Draydel

Deep thoughts, random insights, and musings by Susan Jacobs

Wednesday, June 27, 2007

Take me home, Country Roads

It's several weeks overdue, but below is my May column from The Jewish Chronicle.


‘Mountain Mama’ nurtures Jewish souls

Recently, I was home in Charleston, W.Va., to see my family. While there, I had time to attend to some important tasks, not the least of which was paying a visit to Hubcap Heaven, a side-of-the-road operation outside of Charleston where one can find replacements for long-lost wheel covers.

A hand-written sign identifies the white trailer that is Hubcap Heaven, which is decorated with hubcaps of various origin. Hubcap Heaven has no phone book listing, so there’s no calling ahead to make sure they carry the specific hubcap you seek, but chances are good that they will have it. And shopping there is truly a West Virginia experience.

Less typical of the state, but more emblematic of my family’s Jewish experience there, is the old B’nai Jacob Cemetery, which I also visited while I was home.
Three generations of my family are buried there, beginning with my great-great-grandmother, who died in 1912, and ending with my grandfather, who died in 2004.
I find it remarkable that I had great-great-grandparents who lived and died in the same city in which I grew up. And they were Jewish. In West Virginia.

Five generations of my family have lived at least part of their lives in West Virginia, which means that our stay in the "new country" has been more extensive than that of Jews in many places that one might call the "old country."

My great-great-grandfather, Isaac Padlibsky, is rumored to have been a firebrand who reprimanded his offspring for acting like goyim. It is worth noting that his daughter, my great-grandmother, kept a kosher home and was very active, along with her husband, in the local chevra kadisha. They made their own kosher wine and married off their daughter, my grandmother, to the son of a chazzan. Goyim indeed.

Still, Isaac's fervor may have amounted to something. While some immigrants of his generation, and many of their descendents, were all too eager to cast aside the burdens of Jewish observance and identity, Isaac's staunch devotion to tradition likely played a role in his descendents' continued observance of Jewish rituals.

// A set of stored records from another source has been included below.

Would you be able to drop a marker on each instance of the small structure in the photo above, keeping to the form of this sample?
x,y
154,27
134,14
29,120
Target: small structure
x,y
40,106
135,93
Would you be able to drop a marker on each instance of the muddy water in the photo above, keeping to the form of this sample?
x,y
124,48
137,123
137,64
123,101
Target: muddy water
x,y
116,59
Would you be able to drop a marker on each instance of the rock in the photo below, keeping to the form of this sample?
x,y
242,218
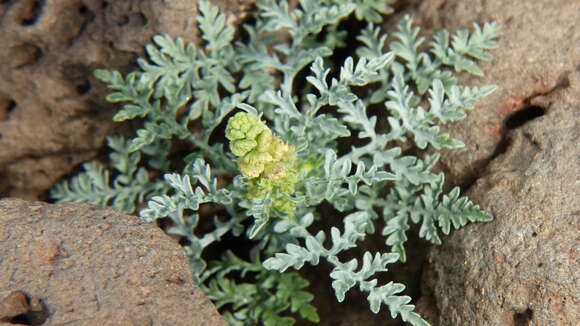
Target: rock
x,y
83,265
522,158
53,113
538,47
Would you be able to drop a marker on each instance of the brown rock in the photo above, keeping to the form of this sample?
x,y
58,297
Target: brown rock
x,y
538,47
81,265
522,268
53,113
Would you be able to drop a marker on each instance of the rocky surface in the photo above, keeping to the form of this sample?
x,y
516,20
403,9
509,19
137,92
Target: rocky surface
x,y
52,111
521,164
76,264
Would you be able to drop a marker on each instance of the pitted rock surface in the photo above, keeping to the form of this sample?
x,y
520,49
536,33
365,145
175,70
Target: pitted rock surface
x,y
53,113
522,268
76,264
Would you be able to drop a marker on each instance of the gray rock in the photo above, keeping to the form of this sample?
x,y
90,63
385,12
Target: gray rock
x,y
76,264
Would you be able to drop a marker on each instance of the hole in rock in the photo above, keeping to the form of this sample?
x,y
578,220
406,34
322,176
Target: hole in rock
x,y
25,54
523,318
30,12
523,116
83,88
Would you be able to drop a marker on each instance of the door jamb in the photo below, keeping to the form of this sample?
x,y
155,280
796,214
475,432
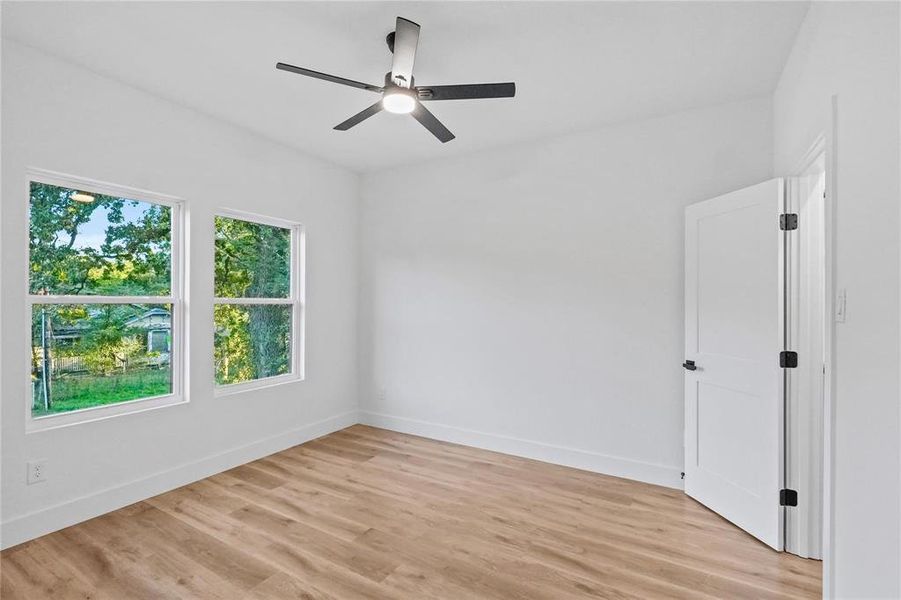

Some of us have even chosen to be more traditionally observant than our parents and grandparents – proof that what was lost can be found again.

Which brings me back to Hubcap Heaven.

Since some of the lost hubcaps on my Ford Taurus disappeared while traversing West Virginia's highways and byways, the spiritual side of me wondered if perhaps in purchasing my "new" hubcaps I was somehow reuniting my car with its original wheel covers.

And that leads me to reflect on deeper matters. That, as much as we each become our own persons, we are inextricably linked to those who came before us.

My grandmother sometimes recounted her memories of Isaac Padlibsky, who lived into her teen years, but she had no memory of his wife, who had died years earlier. Not that long ago, I realized that this great-great-grandmother of mine and I share the Hebrew name Chaya. For some reason, I believed that she had died in Europe, but on this latest cemetery visit I finally noticed her grave stone, right next to Isaac’s. She had been there all along, buried in the hills of West Virginia.